What specifically can businesses do to make structural impact? Here are a few examples.
1. Voluntarily offer a living wage. The MIT living wage calculator for Arlington indicates that an individual needs to make $17.44 per hour to cover the most basic expenses, yet the Virginia minimum wage remains $7.25. Companies can voluntarily set living wages for their employees, cleaning contractors and other vendors. For example, the Metropolitan Washington Airports Authority, which operates Reagan National and Dulles airports, set annually adjusted wages of nearly $15 per hour for airport vendors and just over $12 per hour for 4,500 support services employees such as baggage handlers and wheelchair attendants. This improves retention in jobs that keep our airports secure and fully functioning.
2. Offer full-time, consistent hours and health benefits.

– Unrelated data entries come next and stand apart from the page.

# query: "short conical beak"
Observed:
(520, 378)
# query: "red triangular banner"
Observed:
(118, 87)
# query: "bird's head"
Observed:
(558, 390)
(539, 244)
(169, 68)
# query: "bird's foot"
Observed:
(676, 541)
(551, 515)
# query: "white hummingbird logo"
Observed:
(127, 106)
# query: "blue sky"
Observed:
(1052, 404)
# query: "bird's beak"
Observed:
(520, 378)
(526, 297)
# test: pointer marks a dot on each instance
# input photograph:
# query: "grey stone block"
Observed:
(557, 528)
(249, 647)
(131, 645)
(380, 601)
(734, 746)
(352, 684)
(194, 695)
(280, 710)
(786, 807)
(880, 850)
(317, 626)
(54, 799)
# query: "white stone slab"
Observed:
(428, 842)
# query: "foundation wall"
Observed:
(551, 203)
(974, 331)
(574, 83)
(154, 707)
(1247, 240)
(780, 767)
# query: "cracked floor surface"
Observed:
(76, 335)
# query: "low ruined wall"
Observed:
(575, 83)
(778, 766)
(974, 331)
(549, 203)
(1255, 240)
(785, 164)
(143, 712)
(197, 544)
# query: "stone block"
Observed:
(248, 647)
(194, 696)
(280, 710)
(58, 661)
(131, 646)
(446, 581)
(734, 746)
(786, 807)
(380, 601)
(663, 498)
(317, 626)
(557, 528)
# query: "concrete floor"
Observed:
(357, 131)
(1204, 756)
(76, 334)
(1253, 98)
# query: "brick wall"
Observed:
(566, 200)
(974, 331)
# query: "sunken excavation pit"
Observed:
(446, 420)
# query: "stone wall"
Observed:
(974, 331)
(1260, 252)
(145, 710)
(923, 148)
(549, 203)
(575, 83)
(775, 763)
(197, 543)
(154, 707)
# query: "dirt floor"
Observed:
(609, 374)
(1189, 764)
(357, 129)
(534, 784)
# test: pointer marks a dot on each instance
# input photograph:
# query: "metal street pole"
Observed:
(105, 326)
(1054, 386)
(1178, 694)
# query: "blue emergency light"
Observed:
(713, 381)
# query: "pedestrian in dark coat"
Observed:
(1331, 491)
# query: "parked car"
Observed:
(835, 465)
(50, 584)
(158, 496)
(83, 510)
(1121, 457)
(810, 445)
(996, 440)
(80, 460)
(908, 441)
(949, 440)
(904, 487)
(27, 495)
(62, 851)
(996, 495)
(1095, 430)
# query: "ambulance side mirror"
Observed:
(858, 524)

Too often, low-wage workers are forced to adapt to unpredictable swings in shifts that interfere with ensuring consistent, safe child care arrangements and maintaining a second job.
3. Work with the community to provide training and apprenticeships. Virginia Hospital Center has partnered with several community programs to pilot a full-time apprenticeship program paying $14 per hour, with full health benefits and health care career pathways for crucial hospital jobs such as the “sterilizers” mentioned earlier.
4. Invest in reduced housing and childcare costs. Ironically, Arlington’s lowest-income households cannot afford the County’s “affordable” housing because their monthly income will not stretch enough to cover the costs of even the subsidized rents. To help fill this gap, the Community Foundation is collaborating with large businesses, developers and other organizations. We aim to build private investment funds of $21M for construction of units targeted to households making less than $35,000 and $20M for a private rental subsidy program. It’s promising that Amazon and the Shooshan Company have seeded these funds with gifts of $3 and $1 million respectively.
We’re tackling childcare costs in much the same way — developing a new private fund for childcare scholarships for the working poor to supplement inadequate state funding.
Such efforts — from workforce development to finding ways to create more affordable housing and child care — are a start toward fulfilling our ambitious targets toward economic inclusivity in Arlington. Key Arlington-based businesses are stepping up by providing a more solid economic footing for the low-income workforce and helping to mitigate their displacement from Arlington. We hope that more companies will join in to reset our community’s path to sustainability.
Anne Vor der Bruegge is Director of Grants and Initiatives at the Arlington Community Foundation. She has lived in Arlington since 1982 and has worked for 25 years in Arlington nonprofits, County and Schools.